Re: exposing COPY API

From: Andrew Dunstan <andrew(at)dunslane(dot)net>
To: Itagaki Takahiro <itagaki(dot)takahiro(at)gmail(dot)com>
Cc: PostgreSQL-development <pgsql-hackers(at)postgresql(dot)org>
Subject: Re: exposing COPY API
Date: 2011-02-04 13:59:33
Message-ID: 4D4C0645.2010109@dunslane.net
Views: Raw Message | Whole Thread | Download mbox | Resend email
Thread:
Lists: pgsql-hackers

On 02/04/2011 05:49 AM, Itagaki Takahiro wrote:
> Here is a demonstration to support jagged input files. It's a patch
> on the latest patch. The new added API is:
>
> bool NextLineCopyFrom(
> [IN] CopyState cstate,
> [OUT] char ***fields, [OUT] int *nfields, [OUT] Oid *tupleOid)
>
> It just returns separated fields in the next line. Fortunately, I need
> no extra code for it because it is just extracted from NextCopyFrom().

Thanks, I'll have a look at it, after an emergency job I need to attend
to. But the API looks weird. Why are fields and nfields OUT params. The
issue isn't decomposing the line into raw fields. The code for doing
that works fine as is, including on jagged files. See commit
af1a614ec6d074fdea46de2e1c462f23fc7ddc6f which was done for exactly this
purpose.

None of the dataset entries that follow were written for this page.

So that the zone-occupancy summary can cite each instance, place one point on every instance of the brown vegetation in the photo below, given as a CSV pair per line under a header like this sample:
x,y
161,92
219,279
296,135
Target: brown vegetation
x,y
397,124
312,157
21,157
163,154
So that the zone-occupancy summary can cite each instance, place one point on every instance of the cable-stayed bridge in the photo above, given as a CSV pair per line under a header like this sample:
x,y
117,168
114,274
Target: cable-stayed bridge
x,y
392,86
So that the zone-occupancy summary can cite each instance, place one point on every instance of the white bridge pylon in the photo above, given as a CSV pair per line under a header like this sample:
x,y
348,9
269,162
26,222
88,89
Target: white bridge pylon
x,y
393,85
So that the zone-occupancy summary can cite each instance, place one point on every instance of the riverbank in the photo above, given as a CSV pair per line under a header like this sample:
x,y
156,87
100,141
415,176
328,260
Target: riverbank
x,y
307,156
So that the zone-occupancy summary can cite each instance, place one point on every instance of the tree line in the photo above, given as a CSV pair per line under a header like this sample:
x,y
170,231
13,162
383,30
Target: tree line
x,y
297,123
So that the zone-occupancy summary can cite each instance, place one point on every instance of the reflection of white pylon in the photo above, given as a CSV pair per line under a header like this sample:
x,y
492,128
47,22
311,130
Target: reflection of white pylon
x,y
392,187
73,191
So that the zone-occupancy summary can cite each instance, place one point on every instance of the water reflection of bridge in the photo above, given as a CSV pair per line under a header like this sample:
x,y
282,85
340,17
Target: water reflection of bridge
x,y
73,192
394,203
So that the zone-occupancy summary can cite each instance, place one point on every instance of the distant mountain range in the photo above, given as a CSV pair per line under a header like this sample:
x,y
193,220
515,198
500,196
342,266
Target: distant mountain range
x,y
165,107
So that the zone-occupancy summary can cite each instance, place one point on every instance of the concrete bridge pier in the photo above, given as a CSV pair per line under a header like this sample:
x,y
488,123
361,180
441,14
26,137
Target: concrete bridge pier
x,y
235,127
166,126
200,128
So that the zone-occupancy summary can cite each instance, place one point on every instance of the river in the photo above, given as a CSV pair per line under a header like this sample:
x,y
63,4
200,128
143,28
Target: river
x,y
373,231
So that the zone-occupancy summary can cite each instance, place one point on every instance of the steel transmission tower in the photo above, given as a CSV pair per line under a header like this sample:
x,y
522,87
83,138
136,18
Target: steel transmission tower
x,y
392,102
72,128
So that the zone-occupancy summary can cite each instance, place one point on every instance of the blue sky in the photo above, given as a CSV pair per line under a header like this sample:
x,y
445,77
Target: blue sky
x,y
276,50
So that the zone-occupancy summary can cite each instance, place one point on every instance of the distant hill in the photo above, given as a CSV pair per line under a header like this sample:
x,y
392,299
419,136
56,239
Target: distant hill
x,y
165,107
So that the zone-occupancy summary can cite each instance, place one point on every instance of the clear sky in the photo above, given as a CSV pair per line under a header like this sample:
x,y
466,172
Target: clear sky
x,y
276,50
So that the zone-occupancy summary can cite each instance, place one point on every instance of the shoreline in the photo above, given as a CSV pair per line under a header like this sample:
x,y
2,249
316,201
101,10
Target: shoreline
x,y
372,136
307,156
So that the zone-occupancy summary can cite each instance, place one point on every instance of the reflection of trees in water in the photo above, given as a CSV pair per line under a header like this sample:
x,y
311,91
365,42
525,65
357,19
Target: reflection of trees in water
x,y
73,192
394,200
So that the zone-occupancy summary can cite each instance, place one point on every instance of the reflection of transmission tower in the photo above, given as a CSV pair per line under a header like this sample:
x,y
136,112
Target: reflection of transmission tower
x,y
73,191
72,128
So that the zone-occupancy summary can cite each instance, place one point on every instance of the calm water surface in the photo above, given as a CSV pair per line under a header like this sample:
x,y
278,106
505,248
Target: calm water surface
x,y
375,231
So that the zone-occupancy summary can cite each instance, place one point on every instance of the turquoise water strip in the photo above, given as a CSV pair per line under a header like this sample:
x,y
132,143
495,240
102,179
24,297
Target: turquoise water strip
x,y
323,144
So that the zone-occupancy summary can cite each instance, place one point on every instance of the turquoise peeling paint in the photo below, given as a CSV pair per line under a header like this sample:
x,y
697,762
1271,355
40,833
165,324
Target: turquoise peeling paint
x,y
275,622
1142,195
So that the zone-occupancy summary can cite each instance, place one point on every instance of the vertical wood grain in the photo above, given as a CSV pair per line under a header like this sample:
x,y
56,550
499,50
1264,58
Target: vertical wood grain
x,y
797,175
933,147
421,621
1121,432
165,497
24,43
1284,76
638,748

The issue is taking those and composing them into the expected
tuple.

> I'm willing to include the change into copy APIs,
> but we still have a few issues. See below.
>
> On Fri, Feb 4, 2011 at 16:53, Andrew Dunstan<andrew(at)dunslane(dot)net> wrote:
>> The problem with COPY FROM is that nobody's come up with a good syntax for
>> allowing it as a FROM target. Doing what I want via FDW neatly gets us
>> around that problem. But I'm quite OK with doing the hard work inside the
>> COPY code - that's what my working prototype does in fact.
> I think it is not only syntax issue. I found an issue that we hard to
> support FORCE_NOT_NULL option for extra fields. See FIXME in the patch.
> It is a fundamental problem to support jagged fields.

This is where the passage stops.